Je suis fier d’être à la fois ingénieur et commercial. Etre leader, c’est savoir sortir du cadre initial de sa formation. Aux Arts et Métiers, j’ai développé le pragmatisme, la polyvalence et le travail d’équipe. J’ai saisi l’opportunité de commencer dans la finance, qui m’a donné une capacité d’analyse très utile encore aujourd’hui. Puis j’ai voulu aller sur le terrain, dans le commerce et la distribution. Il n’y a pas de parcours linéaire, chaque expérience est utile. Dans un environnement complexe comme l’automobile, avoir cette transversalité est une force.

En 2017, vous êtes parti en Inde pour développer le Réseau Citroën dans le pays. Avoir un esprit d’intrapreneur, c’est ce que Stellantis attend des jeunes talents ?

Mes cinq ans en Inde ont été une aventure extraordinaire ! Au départ, nous n’étions qu’une poignée d’expats, l’hôtel était notre bureau. En partant d’une feuille blanche, nous avons tout mis en place : le réseau, les partenariats, l’image de marque… Comme Citroën était inconnu en Inde, il a fallu se démarquer en misant sur son histoire, son héritage… et sur son confort, très importante compte tenu de la qualité des routes locales ! Agilité, audace, esprit d’intrapreneur sont des atouts indéniables pour réussir. J’ajouterais l’autonomie, l’écoute, l’ouverture multiculturelle et le goût pour les responsabilités.

Un conseil aux jeunes Gadzarts, que vous auriez aimé entendre à vos débuts ?

J’aurais aimé qu’on me dise « tout est possible ». Ce n’est pas parce qu’on a un diplôme d’ingénieur qu’on doit s’enfermer dans la R&D ou la production. Tout nous est ouvert.
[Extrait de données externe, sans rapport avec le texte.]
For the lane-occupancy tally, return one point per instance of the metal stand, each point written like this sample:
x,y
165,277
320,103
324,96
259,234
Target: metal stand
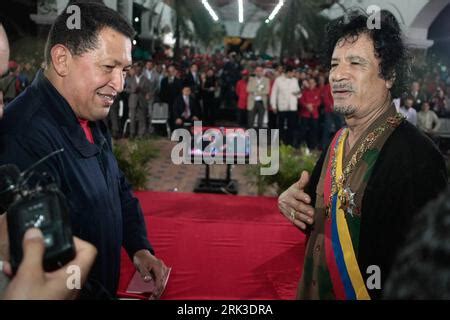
x,y
223,186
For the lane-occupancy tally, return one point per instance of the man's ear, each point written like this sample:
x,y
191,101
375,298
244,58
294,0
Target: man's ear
x,y
390,82
61,58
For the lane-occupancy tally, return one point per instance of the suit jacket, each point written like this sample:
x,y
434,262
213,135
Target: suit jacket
x,y
409,172
254,90
153,77
138,92
179,107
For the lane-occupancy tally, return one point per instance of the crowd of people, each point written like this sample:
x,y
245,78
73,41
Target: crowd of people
x,y
357,206
293,96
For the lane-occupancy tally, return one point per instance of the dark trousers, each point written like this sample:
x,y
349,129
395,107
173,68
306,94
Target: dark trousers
x,y
287,122
242,118
209,110
257,111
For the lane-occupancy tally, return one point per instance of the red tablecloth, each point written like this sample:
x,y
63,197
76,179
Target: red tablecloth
x,y
221,247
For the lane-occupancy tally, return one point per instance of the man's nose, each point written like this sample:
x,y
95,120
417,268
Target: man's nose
x,y
339,73
117,82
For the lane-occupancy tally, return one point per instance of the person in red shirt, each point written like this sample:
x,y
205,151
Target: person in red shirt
x,y
310,102
241,92
332,121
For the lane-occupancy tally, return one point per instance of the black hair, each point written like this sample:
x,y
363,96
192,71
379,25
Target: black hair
x,y
94,17
387,41
422,269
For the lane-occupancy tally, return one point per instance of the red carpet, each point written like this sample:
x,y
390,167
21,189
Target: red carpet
x,y
221,247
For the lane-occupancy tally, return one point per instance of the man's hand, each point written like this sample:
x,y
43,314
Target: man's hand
x,y
32,282
150,267
295,204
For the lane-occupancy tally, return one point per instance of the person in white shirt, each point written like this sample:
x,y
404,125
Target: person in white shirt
x,y
284,99
408,111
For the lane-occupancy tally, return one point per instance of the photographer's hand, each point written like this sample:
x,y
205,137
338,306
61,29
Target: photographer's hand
x,y
151,267
32,282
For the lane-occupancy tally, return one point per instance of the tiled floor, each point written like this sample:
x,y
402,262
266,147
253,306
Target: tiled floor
x,y
166,176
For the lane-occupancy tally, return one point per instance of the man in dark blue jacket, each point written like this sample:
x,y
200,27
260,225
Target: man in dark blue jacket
x,y
62,109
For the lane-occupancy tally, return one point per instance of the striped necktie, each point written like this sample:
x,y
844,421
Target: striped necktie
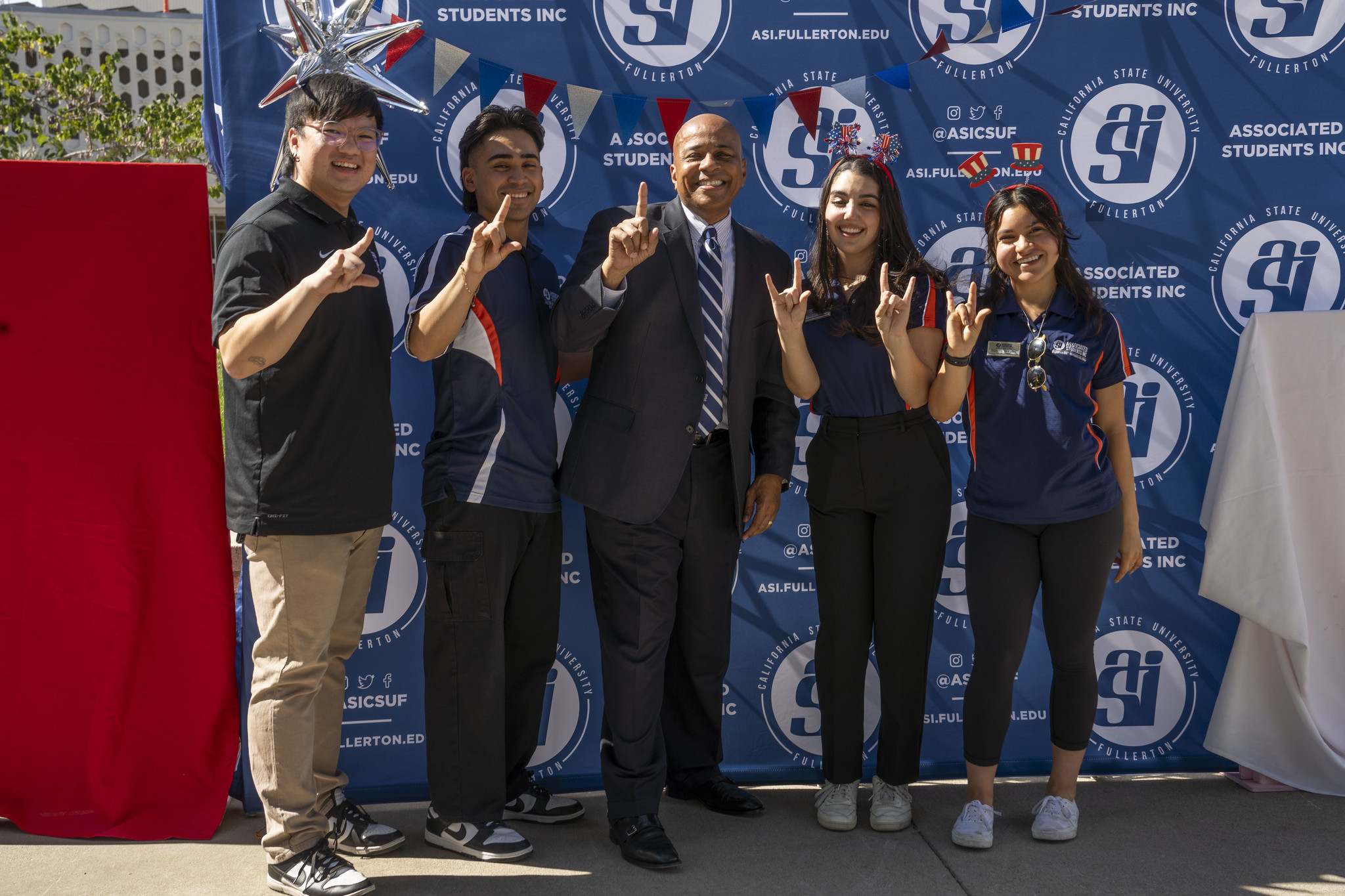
x,y
712,310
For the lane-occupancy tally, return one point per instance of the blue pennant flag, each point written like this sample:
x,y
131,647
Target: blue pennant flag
x,y
762,110
1013,15
493,78
898,75
628,113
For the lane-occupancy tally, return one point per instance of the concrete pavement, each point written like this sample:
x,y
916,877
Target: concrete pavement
x,y
1181,833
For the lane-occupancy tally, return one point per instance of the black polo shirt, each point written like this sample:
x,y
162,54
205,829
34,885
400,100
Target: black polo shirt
x,y
309,441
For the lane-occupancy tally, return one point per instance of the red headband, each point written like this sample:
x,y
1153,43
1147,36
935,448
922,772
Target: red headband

L’important est de faire ce qu’on aime, car on y trouve sens et motivation.

L’ingénieur idéal de 2026 : spécialiste affûté ou touche-à-tout assumé ? Il faut un bon équilibre entre les deux : être en quelque sorte un spécialiste de la diversité. Avoir une expertise solide pour être crédible mais aussi être prêt à accueillir des défis nouveaux, comme l’IA par exemple, en se spécialisant si besoin.